Les avocats du maire Tremblay ont tenté de faire croire que la prière de Saguenay n'avait pas de caractère confessionnel.

La Cour suprême n'a pas été dupe. La prière à la façon Jean Tremblay n'est pas une simple «expression d'une tradition culturelle», estime la Cour.

C'est une «violation du devoir de neutralité de l'État». 

Cette prière brime de façon «discriminatoire» la liberté de conscience et de religion des citoyens.

Ce jugement est une «défaite personnelle» pour le maire Tremblay, analyse le professeur de droit Louis-Philippe Lampron, de l'Université Laval. 

La même prière livrée de façon plus neutre aurait peut-être trouvé grâce auprès de la Cour suprême, pense-t-il.

Le devoir de neutralité de l'État n'interdit pas toute référence à la religion ou aux traditions. 

La prière à Saguenay ressemble d'ailleurs à celles d'autres villes et à celle de la Chambre des communes, à Ottawa.

Les avocats de M. Tremblay ont tenté de faire valoir cette similitude. 

La Cour n'a pas suivi. Il y a des différences dans l'«objet» de la prière et dans les «circonstances» entourant sa récitation.

Peut-être aussi dans le «privilège parlementaire» qui rendrait hasardeuse toute tentative d'attaquer au tribunal la prière de la Chambre.

***

Par ce jugement, la Cour suprême n'interdit pas toute prière dans l'espace public. Elle vise le cas extrême et unique du maire de Saguenay.

Le professeur Lampron y perçoit tout de même un «message assez fort» contre la prière. Assez pour être dissuasif. 

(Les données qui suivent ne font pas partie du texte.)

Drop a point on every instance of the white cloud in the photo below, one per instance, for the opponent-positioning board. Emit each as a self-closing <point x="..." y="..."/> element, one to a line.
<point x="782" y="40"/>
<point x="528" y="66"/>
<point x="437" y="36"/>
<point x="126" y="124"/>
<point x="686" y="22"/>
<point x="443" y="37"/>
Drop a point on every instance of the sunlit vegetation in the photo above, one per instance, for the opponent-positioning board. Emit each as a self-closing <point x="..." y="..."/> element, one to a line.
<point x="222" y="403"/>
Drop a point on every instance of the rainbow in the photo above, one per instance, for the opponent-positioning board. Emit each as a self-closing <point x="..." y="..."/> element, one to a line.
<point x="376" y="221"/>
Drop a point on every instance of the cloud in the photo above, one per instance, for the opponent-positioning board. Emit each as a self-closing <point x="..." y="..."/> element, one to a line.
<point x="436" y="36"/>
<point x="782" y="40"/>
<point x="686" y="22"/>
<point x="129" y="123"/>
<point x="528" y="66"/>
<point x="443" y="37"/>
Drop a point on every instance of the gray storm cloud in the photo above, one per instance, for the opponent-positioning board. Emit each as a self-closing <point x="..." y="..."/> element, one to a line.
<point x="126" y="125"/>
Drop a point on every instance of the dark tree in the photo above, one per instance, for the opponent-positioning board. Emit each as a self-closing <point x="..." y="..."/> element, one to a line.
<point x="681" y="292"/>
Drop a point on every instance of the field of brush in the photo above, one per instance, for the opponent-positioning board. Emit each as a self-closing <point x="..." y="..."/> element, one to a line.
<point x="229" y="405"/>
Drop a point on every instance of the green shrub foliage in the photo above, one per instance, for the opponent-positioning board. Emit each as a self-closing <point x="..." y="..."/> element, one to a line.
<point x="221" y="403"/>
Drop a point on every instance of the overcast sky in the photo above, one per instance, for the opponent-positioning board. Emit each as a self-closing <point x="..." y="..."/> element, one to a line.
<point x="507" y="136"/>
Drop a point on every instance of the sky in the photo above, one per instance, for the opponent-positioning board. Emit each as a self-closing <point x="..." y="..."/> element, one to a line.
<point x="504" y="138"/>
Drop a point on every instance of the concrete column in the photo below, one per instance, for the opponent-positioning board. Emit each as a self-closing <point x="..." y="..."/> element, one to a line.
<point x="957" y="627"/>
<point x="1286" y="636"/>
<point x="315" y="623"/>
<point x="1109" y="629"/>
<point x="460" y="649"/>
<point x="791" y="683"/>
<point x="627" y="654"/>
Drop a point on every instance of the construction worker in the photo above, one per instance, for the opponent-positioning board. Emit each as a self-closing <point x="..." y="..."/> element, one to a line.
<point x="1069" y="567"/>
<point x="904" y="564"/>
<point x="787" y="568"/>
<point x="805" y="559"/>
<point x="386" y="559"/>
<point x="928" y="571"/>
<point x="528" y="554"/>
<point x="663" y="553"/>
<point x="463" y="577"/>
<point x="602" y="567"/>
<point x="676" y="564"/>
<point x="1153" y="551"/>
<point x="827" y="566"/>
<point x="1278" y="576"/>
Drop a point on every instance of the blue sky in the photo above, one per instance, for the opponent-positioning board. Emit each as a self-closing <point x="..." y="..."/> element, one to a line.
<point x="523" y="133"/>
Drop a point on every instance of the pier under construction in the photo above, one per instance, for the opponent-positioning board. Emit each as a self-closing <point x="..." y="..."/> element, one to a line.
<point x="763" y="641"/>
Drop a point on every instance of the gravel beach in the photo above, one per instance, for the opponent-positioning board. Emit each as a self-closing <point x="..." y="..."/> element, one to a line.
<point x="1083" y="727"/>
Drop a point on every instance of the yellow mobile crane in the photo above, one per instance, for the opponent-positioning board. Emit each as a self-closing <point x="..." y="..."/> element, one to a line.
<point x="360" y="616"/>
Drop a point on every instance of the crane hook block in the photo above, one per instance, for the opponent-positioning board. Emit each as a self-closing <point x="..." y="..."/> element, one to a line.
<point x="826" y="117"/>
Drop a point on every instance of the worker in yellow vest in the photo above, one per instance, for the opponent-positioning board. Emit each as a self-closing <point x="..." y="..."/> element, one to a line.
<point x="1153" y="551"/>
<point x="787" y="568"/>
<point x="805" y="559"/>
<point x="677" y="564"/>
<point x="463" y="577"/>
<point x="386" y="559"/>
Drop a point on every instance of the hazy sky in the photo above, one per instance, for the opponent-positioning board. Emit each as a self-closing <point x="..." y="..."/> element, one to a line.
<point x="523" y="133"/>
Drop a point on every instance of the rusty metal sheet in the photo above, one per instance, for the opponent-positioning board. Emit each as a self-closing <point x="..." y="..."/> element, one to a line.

Plusieurs villes, dont Lévis, ont d'ailleurs déjà fait savoir qu'elles abandonneront la prière. Lévis la remplacera par un moment de recueillement, comme à Québec.

Il y a aussi dans ce jugement un rappel des «grands principes de la neutralité de l'État». Ça n'avait «jamais été aussi clair», croit-il.

Cela risque cependant de ne pas être d'une grande utilité pour éclairer les débats à venir sur la laïcité et les accommodements raisonnables.

Surtout que la Cour suprême a choisi de ne pas se prononcer sur les signes religieux dans les salles du conseil de Saguenay. On parle ici d'une statue du Sacré-Coeur ornée d'un lampion dans Chicoutimi et d'un crucifix dans La Baie. 

En première instance, le Tribunal des droits de la personne avait ordonné que soit retiré «tout symbole religieux» des salles du conseil à Saguenay.

La Cour suprême estime que le Tribunal n'avait pas compétence pour ordonner le retrait de ces symboles et ne va pas sur le fond. C'est décevant, mais pas surprenant, analyse M. Lampron. 

***

Sauf exception, ce jugement sera bien reçu. Il traduit la perception majoritaire des citoyens : le maire Tremblay a droit à sa foi, mais allait trop loin. 

La suite sera moins facile. Par exemple, la législation sur le port de symboles religieux par les employés de l'État. 

Le gouvernement ne pourra éviter les déchirements sociaux et d'autres voyages en Cour suprême.

Tirer la ligne et choisir son camp sur des sujets aussi sensibles sera toujours difficile. 

Je vous laisse méditer sur les derniers mots de cette chanson tirée du plus récent Jean Leloup : 

«Zone zéro/L'endroit où tu pleures et tu penses que tu ris/Zone zéro/L'endroit où tu meurs et tu penses que tu vis/Zone zéro/L'endroit où t'as peur et tu penses que tu pries.»